While Ace's uniform may be more "standard issue" than his original outfit, there is the matter of his new helmet. I'm not sure what to make of this thing. It looks like something out of "Alien" or "Space:1999" or some such. The rear of the helmet is black, and heavily ridged, and the visor is massive, transparent yellow, with what look like some sort of jutting -- I don't know what they are -- along the sides. I have no idea how realistic this helmet might be relative to what military fighter pilots are actually using, but in my opinion, it's a pretty weird piece of work. Also has a small tank attached to it by way of a short length of hose.
Ace stands just slightly over 4" in height, which is certainly taller than the 3-3/4" of the original figures. And the original SkyStriker cockpit was a little cramped even for them. As such, the cockpit of the plane has been completely redone. Rather than a two-seater plane, it's now a single-seat. And the seat is brand new, with significantly more detail than before, as is the rest of the cockpit. It lacks the working parachutes of the original SkyStriker seats, but it looks as though Ace himself is wearing a parachute, so we'll let that one slide. I may have a rather reserved opinion about the modern style of G.I. Joe figures as compared to their predecessors, but I will say that the new SkyStriker cockpit is a very impressive piece of work.
The new character file cards for the 30th Anniversary line, while not as informative as the original file cards, are at least more informative than the file cards have been for a couple of years now. Ace's file card reads as follows:
Capt. Ace would rather fly than do anything else. He was a civilian pilot in Alaska, then worked as a stunt pilot before joining the Air Force to become a combat pilot. He has an uncanny skill with any kind of aircraft and an equally uncanny gift as a poker player. He can coax the most out of any plane and almost always holds the winning hand in a game, without even cheating.
I'm rather glad they kept Ace's poker connection on the file card after all these years. Supposedly, that was more the basis of his code-name, as opposed to his skill as a pilot, which nevertheless had to be considerable if he was going to be flying the Joe Team's finest.
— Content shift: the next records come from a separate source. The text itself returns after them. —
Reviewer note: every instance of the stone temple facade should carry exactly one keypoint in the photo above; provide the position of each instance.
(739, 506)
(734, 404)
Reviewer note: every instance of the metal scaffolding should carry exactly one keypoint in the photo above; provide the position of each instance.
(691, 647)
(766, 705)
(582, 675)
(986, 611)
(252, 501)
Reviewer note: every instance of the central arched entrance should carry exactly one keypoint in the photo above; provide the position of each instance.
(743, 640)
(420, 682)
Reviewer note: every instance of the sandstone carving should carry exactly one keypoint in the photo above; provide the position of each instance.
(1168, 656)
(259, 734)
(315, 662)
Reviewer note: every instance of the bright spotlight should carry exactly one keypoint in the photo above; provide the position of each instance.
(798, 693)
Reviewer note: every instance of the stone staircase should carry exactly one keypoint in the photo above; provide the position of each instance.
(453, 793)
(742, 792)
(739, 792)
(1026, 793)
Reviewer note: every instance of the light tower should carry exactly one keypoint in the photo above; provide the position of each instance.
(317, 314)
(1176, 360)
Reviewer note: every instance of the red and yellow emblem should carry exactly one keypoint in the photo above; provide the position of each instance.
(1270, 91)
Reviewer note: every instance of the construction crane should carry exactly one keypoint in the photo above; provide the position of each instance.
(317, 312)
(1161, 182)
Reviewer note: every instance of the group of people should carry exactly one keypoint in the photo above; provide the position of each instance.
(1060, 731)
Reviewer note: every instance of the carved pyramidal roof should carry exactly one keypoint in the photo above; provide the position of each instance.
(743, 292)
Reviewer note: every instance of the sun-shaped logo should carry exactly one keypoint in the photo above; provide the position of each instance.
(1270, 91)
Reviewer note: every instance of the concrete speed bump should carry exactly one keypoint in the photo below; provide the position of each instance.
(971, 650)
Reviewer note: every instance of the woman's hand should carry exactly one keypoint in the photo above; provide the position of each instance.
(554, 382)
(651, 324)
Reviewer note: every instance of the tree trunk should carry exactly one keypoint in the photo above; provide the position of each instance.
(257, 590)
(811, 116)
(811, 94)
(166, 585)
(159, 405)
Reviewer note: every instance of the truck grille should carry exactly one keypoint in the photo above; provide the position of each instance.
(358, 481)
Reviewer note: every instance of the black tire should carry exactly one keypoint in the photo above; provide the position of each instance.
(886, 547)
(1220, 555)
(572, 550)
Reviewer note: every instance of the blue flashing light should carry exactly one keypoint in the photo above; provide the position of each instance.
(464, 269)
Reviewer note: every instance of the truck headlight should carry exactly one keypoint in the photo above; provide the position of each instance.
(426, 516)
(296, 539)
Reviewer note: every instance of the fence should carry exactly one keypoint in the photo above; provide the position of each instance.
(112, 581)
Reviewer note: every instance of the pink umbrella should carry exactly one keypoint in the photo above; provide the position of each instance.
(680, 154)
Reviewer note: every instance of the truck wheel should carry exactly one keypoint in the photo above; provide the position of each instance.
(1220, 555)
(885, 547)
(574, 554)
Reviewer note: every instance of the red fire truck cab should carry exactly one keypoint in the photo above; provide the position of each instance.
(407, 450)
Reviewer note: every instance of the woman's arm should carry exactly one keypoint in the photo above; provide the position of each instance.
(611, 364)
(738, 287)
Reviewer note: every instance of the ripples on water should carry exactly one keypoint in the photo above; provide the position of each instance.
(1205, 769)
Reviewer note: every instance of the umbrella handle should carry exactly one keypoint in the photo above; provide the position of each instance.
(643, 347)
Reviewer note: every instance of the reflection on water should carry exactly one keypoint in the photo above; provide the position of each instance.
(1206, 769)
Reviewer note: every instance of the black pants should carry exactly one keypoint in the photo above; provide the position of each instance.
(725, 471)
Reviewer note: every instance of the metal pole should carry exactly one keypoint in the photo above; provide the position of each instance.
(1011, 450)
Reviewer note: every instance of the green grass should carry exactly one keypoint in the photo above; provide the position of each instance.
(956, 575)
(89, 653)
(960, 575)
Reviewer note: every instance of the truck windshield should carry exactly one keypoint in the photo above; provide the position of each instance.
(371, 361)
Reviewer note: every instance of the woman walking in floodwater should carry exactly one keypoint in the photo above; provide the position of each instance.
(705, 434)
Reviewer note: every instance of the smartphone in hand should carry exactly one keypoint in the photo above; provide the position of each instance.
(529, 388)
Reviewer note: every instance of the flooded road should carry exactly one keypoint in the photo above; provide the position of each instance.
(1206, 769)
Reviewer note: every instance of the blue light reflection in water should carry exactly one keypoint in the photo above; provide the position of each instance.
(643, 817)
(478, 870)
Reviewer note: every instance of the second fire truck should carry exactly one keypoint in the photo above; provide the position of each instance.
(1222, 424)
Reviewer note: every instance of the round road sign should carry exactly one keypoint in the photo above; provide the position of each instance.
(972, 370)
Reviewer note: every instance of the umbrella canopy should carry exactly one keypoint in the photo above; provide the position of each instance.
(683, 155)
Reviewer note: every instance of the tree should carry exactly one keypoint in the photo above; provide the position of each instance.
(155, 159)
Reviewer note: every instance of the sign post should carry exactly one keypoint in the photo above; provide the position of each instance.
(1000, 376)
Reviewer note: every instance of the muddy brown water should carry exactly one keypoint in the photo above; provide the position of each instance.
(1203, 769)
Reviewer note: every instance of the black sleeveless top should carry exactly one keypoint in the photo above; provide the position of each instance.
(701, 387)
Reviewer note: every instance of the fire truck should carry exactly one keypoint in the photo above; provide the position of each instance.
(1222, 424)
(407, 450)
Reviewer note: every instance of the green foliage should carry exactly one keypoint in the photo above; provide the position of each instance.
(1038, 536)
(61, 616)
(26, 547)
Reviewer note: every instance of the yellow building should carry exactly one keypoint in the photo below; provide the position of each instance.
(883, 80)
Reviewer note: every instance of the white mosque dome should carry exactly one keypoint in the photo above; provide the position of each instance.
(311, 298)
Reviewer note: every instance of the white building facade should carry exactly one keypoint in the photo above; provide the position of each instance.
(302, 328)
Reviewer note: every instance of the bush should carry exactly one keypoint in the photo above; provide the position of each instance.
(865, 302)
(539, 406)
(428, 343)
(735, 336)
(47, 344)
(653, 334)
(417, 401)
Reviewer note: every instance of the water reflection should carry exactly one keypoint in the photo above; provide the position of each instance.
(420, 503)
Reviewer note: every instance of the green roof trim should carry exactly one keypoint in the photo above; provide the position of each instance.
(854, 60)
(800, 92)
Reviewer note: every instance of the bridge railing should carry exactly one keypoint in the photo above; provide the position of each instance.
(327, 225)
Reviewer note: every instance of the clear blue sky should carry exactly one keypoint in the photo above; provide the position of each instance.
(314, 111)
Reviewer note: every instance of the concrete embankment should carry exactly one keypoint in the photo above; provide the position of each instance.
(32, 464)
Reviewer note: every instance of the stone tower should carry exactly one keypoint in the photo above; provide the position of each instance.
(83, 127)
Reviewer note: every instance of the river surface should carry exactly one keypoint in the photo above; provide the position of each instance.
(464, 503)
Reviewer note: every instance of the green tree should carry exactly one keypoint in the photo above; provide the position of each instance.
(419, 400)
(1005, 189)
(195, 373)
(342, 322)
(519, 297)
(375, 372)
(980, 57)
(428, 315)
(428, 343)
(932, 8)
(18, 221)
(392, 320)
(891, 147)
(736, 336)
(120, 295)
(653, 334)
So, what's my final word here? Well, really, what do you think? I finally have the SkyStriker back in my collection. It may not be precisely like the original, but I'm more than happy with it, and am truly delighted to have it "back", as such. I was among those who honestly never expected Hasbro to bring the SkyStriker back, and was happily stunned when they announced that they were.
If you're a longtime G.I. Joe fan who for whatever reason no longer has his SkyStriker, here's your chance to return it to your collection. If you do have your original, this is still an extremely cool and impressive return, and it will make a very impressive addition to your collection. If you're a somewhat newer collector and have heard about the SkyStriker over the years, but always figured that you'd never be able to own one for whatever reason, here's your chance. This is truly a magnificent aircraft, and I can assure you that you will enjoy it, and the Captain Ace figure is a superb pilot for it.
The G.I. JOE SKYSTRIKER XP-21F COMBAT JET with CAPTAIN ACE most definitely has my very highest recommendation!